À Krasnoarmeïsk, les « Angles blancs » défonçaient portes et fenêtre pour évacuer de force les enfants

Début décembre, j’ai pu interviewer deux femmes récemment évacuées de Krasnoarmeïsk (Pokrovsk), cette ville du Donbass libérée il y a peu par l’armée russe. Svetlana et Natacha (prénom changé à sa demande pour des raisons de sécurité) m’ont raconté comment l’organisation des « Anges blancs » traquait littéralement les enfants qui se trouvaient encore à Krasnoarmeïsk, usant tantôt de ruse, tantôt de méthodes brutales pour les évacuer de force, peu importe la volonté de leurs parents. Elles ont aussi raconté les crimes de guerre de l’armée ukrainienne contre les civils.

La vie à Krasnoarmeïsk pendant les derniers mois où la ville était sous le contrôle de l’armée ukrainienne était un véritable enfer pour les civils, et particulièrement pour les enfants. Comme à Artiomovsk (Bakhmout) et Avdeïevka, l’organisation des « Anges blancs » traquait littéralement les enfants pour les évacuer de force.
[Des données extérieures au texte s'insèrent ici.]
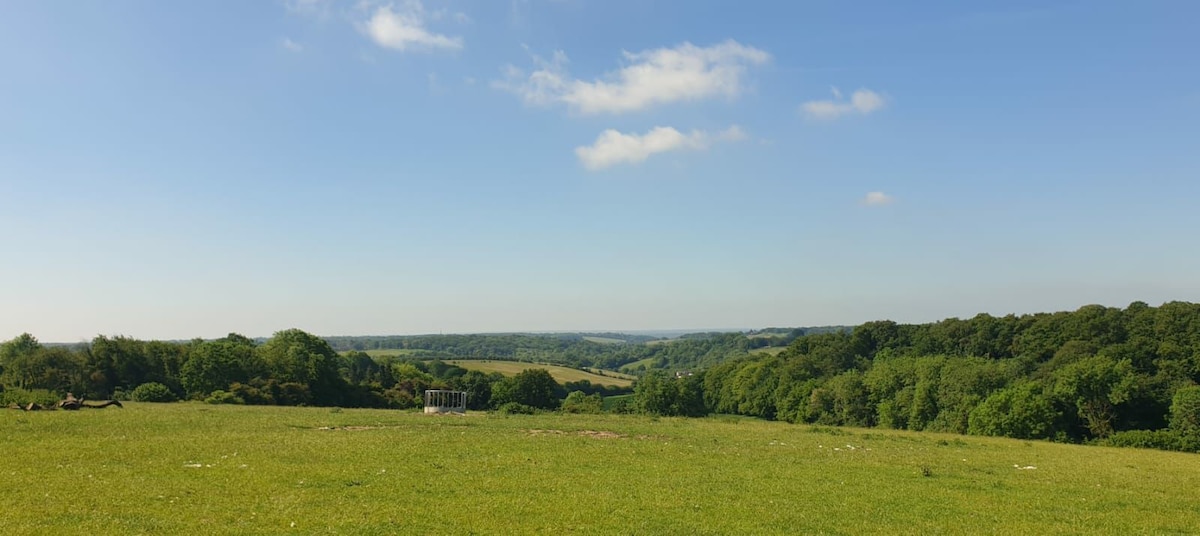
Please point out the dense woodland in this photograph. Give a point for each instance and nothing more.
(1121, 377)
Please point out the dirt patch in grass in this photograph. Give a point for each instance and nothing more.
(594, 434)
(354, 428)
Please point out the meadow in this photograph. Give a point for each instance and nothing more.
(561, 374)
(191, 468)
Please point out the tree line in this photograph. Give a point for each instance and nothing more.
(291, 368)
(1119, 377)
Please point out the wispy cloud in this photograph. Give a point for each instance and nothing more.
(291, 44)
(877, 199)
(651, 77)
(862, 102)
(405, 29)
(309, 7)
(613, 148)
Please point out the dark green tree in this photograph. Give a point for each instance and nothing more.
(533, 387)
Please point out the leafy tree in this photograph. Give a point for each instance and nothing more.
(660, 395)
(478, 386)
(1095, 386)
(1186, 410)
(216, 365)
(293, 356)
(1020, 411)
(533, 387)
(153, 391)
(576, 402)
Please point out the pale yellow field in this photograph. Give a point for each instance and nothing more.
(562, 374)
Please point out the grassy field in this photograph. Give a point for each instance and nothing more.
(772, 350)
(202, 469)
(562, 374)
(604, 339)
(400, 353)
(649, 362)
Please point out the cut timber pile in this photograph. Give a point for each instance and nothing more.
(70, 403)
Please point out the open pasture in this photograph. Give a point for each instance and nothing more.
(561, 374)
(226, 469)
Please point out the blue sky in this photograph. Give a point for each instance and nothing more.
(187, 169)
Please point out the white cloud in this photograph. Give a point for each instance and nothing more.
(863, 102)
(651, 77)
(613, 148)
(405, 29)
(877, 199)
(307, 7)
(292, 44)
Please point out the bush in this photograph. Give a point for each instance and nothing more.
(1021, 411)
(24, 396)
(223, 397)
(1186, 410)
(1163, 440)
(247, 393)
(580, 403)
(516, 408)
(153, 391)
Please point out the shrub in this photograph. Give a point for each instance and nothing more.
(516, 408)
(249, 395)
(1186, 410)
(1021, 411)
(223, 397)
(25, 396)
(579, 403)
(1163, 440)
(153, 391)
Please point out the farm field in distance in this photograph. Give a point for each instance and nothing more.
(561, 374)
(191, 468)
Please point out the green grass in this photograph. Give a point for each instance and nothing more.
(771, 350)
(396, 351)
(649, 362)
(604, 339)
(562, 374)
(198, 469)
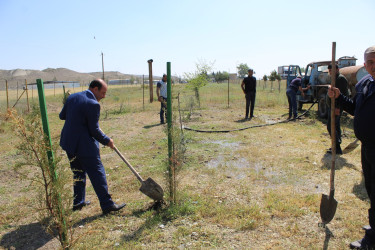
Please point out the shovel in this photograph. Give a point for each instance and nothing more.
(328, 204)
(149, 187)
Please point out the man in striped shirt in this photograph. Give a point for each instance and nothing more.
(161, 91)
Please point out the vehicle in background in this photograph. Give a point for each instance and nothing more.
(316, 75)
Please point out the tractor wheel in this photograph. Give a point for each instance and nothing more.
(300, 105)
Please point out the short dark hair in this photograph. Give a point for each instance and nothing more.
(330, 66)
(96, 83)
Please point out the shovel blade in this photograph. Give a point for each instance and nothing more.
(328, 206)
(152, 189)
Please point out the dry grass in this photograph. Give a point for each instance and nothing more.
(258, 188)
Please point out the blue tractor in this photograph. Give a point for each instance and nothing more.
(316, 75)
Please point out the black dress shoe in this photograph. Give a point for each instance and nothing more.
(114, 207)
(366, 243)
(80, 206)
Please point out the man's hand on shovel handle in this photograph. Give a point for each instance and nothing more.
(111, 144)
(333, 90)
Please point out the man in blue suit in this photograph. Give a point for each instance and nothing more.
(80, 138)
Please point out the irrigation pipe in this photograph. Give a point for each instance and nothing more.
(254, 126)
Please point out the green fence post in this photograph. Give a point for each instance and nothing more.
(43, 112)
(170, 139)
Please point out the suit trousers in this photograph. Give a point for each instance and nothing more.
(250, 103)
(368, 168)
(93, 167)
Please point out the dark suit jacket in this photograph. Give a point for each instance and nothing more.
(81, 133)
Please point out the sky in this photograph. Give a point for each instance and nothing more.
(264, 34)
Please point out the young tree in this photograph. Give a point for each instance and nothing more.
(199, 78)
(242, 69)
(220, 76)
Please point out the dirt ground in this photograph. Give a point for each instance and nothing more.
(258, 188)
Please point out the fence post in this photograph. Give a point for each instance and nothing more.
(27, 96)
(171, 172)
(143, 86)
(6, 86)
(228, 92)
(51, 160)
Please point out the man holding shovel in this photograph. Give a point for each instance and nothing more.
(80, 139)
(248, 86)
(363, 108)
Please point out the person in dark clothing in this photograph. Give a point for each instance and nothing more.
(342, 85)
(80, 138)
(248, 86)
(291, 93)
(363, 108)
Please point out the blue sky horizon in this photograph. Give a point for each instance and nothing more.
(263, 34)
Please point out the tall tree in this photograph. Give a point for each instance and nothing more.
(242, 69)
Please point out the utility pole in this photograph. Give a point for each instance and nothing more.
(103, 66)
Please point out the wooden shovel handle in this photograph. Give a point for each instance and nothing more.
(130, 166)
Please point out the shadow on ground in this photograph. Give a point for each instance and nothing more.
(359, 190)
(31, 236)
(150, 222)
(340, 162)
(329, 234)
(151, 126)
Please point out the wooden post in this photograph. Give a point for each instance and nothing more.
(27, 96)
(6, 86)
(150, 80)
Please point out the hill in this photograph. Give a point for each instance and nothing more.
(58, 74)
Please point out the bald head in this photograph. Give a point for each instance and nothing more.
(370, 60)
(99, 88)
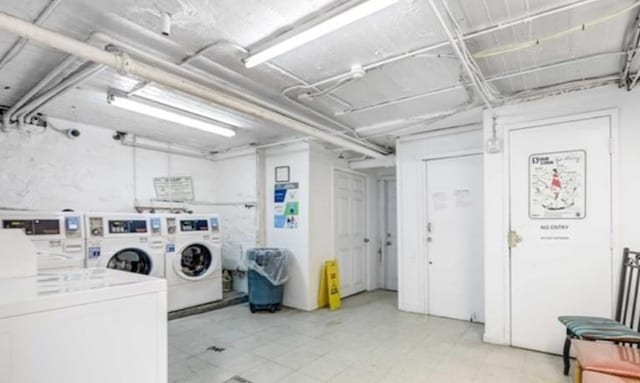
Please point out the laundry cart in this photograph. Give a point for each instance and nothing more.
(267, 276)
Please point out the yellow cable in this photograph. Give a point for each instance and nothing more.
(532, 43)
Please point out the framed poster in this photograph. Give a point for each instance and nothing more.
(557, 185)
(282, 174)
(174, 189)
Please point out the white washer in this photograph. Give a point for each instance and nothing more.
(83, 325)
(58, 236)
(127, 242)
(193, 260)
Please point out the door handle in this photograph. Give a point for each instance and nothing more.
(514, 239)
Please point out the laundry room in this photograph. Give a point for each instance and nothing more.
(389, 191)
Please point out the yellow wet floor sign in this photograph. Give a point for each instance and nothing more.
(333, 284)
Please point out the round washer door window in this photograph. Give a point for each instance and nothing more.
(195, 261)
(132, 260)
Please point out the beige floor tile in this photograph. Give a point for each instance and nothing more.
(367, 340)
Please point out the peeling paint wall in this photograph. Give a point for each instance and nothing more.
(47, 171)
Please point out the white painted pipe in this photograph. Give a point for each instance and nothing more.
(490, 79)
(19, 45)
(127, 66)
(205, 80)
(30, 109)
(454, 43)
(482, 32)
(8, 115)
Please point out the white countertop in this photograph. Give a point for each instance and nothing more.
(56, 289)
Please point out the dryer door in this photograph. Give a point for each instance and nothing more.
(195, 261)
(132, 260)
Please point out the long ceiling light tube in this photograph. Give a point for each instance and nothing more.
(164, 112)
(206, 80)
(318, 30)
(127, 66)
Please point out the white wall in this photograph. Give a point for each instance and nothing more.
(412, 253)
(312, 242)
(96, 173)
(295, 240)
(497, 327)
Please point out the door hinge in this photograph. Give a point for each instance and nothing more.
(513, 239)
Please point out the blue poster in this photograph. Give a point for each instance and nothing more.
(286, 206)
(280, 221)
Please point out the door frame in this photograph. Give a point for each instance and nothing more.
(382, 258)
(368, 261)
(425, 211)
(615, 258)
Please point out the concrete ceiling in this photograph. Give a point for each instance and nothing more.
(390, 97)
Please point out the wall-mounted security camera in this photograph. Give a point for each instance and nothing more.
(72, 133)
(119, 136)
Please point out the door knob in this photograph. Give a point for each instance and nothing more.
(514, 239)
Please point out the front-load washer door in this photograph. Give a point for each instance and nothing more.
(132, 260)
(194, 261)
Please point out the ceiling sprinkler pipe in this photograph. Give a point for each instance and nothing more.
(128, 66)
(482, 32)
(178, 69)
(9, 117)
(19, 45)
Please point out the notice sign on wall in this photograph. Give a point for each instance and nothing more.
(286, 206)
(174, 188)
(558, 185)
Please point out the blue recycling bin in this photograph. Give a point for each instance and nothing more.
(267, 277)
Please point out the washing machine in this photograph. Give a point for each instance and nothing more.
(193, 260)
(128, 242)
(58, 236)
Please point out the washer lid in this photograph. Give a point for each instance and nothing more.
(194, 261)
(132, 260)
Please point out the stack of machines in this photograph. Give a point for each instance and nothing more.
(184, 249)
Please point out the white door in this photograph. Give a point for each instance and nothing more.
(389, 240)
(455, 238)
(560, 182)
(350, 239)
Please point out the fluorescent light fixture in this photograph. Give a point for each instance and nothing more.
(168, 113)
(318, 30)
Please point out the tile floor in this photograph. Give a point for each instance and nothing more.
(368, 340)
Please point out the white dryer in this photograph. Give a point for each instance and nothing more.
(58, 236)
(128, 242)
(193, 260)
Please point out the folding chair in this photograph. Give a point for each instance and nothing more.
(624, 329)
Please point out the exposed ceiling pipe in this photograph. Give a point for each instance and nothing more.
(85, 72)
(516, 47)
(465, 64)
(220, 84)
(503, 76)
(125, 65)
(472, 35)
(200, 54)
(633, 45)
(19, 45)
(7, 115)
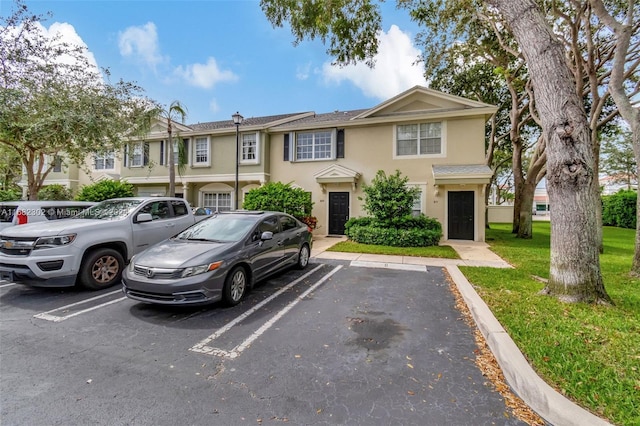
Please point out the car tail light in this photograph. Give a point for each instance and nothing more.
(22, 217)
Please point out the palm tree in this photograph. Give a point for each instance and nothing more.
(176, 110)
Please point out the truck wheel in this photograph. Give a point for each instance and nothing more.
(101, 268)
(235, 286)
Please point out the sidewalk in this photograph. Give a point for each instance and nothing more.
(535, 392)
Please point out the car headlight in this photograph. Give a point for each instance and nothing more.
(55, 241)
(200, 269)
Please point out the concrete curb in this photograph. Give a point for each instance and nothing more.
(525, 382)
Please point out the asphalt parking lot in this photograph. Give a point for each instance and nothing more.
(333, 344)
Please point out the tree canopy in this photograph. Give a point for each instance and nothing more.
(55, 102)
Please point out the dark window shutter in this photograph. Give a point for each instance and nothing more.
(286, 147)
(145, 160)
(340, 144)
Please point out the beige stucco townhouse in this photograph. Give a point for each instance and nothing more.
(434, 139)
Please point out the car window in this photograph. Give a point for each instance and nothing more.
(219, 228)
(287, 223)
(179, 208)
(269, 224)
(7, 212)
(56, 212)
(109, 210)
(157, 209)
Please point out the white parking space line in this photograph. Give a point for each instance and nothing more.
(7, 285)
(49, 317)
(399, 266)
(203, 346)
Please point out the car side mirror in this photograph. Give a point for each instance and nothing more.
(144, 217)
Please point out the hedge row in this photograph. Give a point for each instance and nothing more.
(410, 231)
(619, 209)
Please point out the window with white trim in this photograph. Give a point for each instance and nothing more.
(217, 201)
(249, 148)
(316, 145)
(417, 205)
(104, 161)
(201, 151)
(419, 139)
(137, 154)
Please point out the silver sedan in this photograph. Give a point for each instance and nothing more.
(219, 258)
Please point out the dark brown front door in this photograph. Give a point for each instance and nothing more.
(460, 217)
(338, 212)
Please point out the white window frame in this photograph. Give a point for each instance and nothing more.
(441, 154)
(419, 205)
(137, 155)
(103, 159)
(214, 200)
(195, 151)
(244, 148)
(416, 209)
(314, 134)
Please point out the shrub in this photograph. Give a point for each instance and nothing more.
(390, 202)
(280, 197)
(388, 197)
(412, 231)
(619, 209)
(415, 237)
(55, 192)
(104, 190)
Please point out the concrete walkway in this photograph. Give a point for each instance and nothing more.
(535, 392)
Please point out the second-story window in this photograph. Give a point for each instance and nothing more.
(201, 151)
(249, 148)
(316, 145)
(419, 139)
(137, 154)
(104, 161)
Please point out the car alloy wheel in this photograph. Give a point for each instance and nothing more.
(235, 286)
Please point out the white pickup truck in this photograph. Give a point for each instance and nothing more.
(92, 248)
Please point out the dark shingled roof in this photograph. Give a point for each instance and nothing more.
(250, 121)
(330, 117)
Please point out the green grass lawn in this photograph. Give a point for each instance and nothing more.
(591, 354)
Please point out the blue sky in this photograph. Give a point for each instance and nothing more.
(221, 56)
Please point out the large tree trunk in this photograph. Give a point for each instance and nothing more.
(574, 274)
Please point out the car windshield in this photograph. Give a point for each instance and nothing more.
(109, 210)
(219, 228)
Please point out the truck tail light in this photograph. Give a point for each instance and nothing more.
(22, 218)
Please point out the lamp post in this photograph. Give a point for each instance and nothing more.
(237, 120)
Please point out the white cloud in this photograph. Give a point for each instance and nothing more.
(213, 106)
(141, 43)
(67, 34)
(395, 69)
(302, 71)
(204, 75)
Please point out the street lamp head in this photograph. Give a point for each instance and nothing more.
(237, 118)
Les deux femmes nous racontent comment l’administration locale payait 1 000 hryvnias pour des informations sur la localisation d’un enfant caché par sa famille qui ne voulait pas évacuer côté ukrainien.

« La secrétaire du conseil municipal a posté un message sur les réseaux sociaux disant que quiconque avait des informations sur l’endroit où des enfants étaient cachés chez nous à Krasnoarmeïsk, devait les signaler, téléphoner, des numéros de téléphone étaient indiqués, il fallait leur téléphoner. Les gens recevaient 1 000 hryvnias pour cela. Pour un enfant. Pour avoir signalé qu’un enfant était caché là. Eh bien, il y a des gens qui, pour leur propre profit, pour gagner ne serait-ce qu’un kopek, sont prêts à commettre toutes les basses actions », nous a ainsi expliqué Svetlana.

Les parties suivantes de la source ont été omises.